Other voices are more sceptical, notably ExxonMobil's chief Rex Tillerson, who suggested at the same conference that the recent price rally may be a false signal and he predicted that the low oil price would be "with us for a while." The army of explorers that have reined in their drilling activity will probably surge back to Eagle Ford and the Bakken at the first sign of a strong price recovery. Bob Dudley, the chief executive of BP, reckons that the shale industry has proved to be very resilient and we should expect a "lower for longer" oil market. Meanwhile, Chinese demand for oil remains lacklustre; Europe is weak and Saudi Arabia is continuing its strategy of exporting as much oil as it can in pursuit of market share.

While the outlook for the oil price is uncertain, we can be sure of one thing: Canada's continuing enslavement to cheap oil markets in continental United States. No U.S. government will contemplate opening the door to exports of crude, a step too far that would anger domestic consumers as well as industry, including the U.S. Gulf coast refiners which are earning huge windfall profits from exporting gasoline and jet fuel to more pricey overseas markets.

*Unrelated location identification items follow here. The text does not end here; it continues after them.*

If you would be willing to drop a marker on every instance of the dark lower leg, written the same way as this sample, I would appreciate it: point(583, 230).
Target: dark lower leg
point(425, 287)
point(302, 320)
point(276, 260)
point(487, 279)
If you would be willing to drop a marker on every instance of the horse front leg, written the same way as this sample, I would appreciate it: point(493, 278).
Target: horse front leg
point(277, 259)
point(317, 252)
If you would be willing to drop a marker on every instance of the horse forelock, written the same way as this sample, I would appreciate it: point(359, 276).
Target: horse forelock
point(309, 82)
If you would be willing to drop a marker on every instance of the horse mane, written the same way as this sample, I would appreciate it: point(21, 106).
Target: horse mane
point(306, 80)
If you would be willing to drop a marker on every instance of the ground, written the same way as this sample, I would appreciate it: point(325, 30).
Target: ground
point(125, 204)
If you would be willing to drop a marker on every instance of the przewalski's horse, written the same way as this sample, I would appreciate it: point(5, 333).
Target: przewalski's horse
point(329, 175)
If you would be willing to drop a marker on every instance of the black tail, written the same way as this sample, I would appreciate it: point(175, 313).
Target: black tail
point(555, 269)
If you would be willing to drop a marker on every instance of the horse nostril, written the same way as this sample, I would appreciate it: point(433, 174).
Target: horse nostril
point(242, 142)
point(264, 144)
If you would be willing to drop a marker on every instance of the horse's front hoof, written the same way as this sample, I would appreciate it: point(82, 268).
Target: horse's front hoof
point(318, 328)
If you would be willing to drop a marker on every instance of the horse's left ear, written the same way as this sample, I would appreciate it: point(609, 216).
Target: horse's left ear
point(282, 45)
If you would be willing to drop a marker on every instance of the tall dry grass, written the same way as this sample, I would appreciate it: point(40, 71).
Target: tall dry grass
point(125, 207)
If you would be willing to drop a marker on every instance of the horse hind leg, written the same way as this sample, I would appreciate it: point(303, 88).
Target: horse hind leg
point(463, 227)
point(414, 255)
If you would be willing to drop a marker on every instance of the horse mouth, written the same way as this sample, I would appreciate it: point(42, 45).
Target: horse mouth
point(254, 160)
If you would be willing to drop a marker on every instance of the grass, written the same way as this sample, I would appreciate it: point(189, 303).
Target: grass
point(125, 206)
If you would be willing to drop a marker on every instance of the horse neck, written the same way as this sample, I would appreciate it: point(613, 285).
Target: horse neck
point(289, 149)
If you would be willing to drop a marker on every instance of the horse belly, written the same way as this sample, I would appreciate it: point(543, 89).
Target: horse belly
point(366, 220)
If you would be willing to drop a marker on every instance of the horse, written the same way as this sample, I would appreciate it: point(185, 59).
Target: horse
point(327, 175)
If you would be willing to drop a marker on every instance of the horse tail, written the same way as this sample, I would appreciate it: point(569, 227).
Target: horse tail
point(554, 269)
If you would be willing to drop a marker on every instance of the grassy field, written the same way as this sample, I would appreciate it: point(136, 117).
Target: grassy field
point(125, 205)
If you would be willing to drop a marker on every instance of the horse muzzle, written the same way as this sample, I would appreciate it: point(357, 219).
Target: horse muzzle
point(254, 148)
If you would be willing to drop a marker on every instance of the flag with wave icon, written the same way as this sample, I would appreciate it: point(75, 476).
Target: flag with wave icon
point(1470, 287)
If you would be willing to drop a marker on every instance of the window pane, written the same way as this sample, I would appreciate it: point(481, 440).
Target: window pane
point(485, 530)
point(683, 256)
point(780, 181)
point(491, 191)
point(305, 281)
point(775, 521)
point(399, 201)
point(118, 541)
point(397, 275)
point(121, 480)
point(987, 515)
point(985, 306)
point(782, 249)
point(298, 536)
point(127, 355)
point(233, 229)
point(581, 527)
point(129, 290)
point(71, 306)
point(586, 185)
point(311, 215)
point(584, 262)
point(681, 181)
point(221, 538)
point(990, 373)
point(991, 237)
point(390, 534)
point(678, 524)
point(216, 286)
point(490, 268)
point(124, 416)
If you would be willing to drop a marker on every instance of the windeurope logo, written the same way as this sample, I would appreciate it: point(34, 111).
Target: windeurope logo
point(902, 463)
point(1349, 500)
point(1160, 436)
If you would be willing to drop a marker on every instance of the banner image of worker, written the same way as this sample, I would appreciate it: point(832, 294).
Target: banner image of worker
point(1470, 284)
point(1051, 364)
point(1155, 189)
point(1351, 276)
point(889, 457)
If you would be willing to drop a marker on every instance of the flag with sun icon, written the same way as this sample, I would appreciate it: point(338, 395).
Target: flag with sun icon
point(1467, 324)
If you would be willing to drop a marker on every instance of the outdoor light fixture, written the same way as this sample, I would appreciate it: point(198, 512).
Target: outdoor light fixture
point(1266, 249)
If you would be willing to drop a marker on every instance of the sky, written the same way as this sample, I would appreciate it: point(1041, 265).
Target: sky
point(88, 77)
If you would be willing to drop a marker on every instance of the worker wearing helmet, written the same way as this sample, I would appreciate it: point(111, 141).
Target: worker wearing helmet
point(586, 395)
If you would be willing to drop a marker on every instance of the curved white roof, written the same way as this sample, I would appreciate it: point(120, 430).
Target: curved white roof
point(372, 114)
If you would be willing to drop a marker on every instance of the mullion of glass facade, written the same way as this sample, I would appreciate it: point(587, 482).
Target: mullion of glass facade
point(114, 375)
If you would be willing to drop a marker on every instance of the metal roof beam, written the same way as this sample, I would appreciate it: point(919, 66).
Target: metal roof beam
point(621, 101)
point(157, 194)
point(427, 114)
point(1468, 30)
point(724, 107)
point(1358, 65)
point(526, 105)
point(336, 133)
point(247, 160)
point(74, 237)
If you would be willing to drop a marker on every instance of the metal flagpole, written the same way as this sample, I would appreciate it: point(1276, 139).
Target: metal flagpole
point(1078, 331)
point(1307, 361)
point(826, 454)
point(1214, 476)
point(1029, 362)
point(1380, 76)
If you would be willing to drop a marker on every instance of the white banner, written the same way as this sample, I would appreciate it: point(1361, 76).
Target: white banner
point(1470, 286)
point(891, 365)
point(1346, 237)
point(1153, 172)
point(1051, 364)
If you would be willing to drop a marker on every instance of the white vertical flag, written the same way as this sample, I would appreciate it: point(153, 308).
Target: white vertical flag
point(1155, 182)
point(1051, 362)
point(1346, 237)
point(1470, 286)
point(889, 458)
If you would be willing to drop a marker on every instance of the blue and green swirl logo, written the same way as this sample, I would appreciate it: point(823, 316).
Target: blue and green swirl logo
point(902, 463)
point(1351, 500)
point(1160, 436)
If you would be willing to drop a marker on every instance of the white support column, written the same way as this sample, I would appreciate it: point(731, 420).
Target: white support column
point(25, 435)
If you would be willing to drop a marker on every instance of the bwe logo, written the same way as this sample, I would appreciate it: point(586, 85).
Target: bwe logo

With so much uncertainty, the writer of a prudent Canadian budget might choose not to make a forecast. Rather, he should budget on the basis of a constant oil price, adjusted to the annual inflation forecast. That is the norm and if we look back into the history of oil price downturns, there is no reassurance that collapses necessarily lead to quick recoveries. Consider the oil glut in the late 1980s. After a period of cutbacks, Saudi Arabia lost patience with its OPEC partners and launched a price war. Oil collapsed from more than $30 per barrel to less than $10. There followed a decade of weakness with a very brief surge when Iraq invaded Kuwait in 1990 followed by another slump.

Historical analogies can be misleading, but the history of oil is mostly about long periods of glut interspersed by shorter periods of famine. When we forecast oil prices, we do so at our peril and perhaps the best solution is adopt the practice followed in most oil companies of working with a range of prices. Indeed, would it not be useful for the government to provide us with ready reckoner, a spreadsheet that would allow us to update the government's budget as the economic landscape unfolds by changing the GDP, inflation or employment numbers every three months? Better still, and for the amusement and education of the general public, the spreadsheet could be turned into a computer game, which you could purchase online, allowing players to guess the right oil price number. A cartoon figure of the prime minister could wave a stetson as the oil price rose.

That might be a step too far for the people engaged in the serious business of managing public finances. Yet, if it is such a difficult task, it deserves a bit more caution than a stab in the dark.

Carl Mortished is a Canadian freelance writer based in London.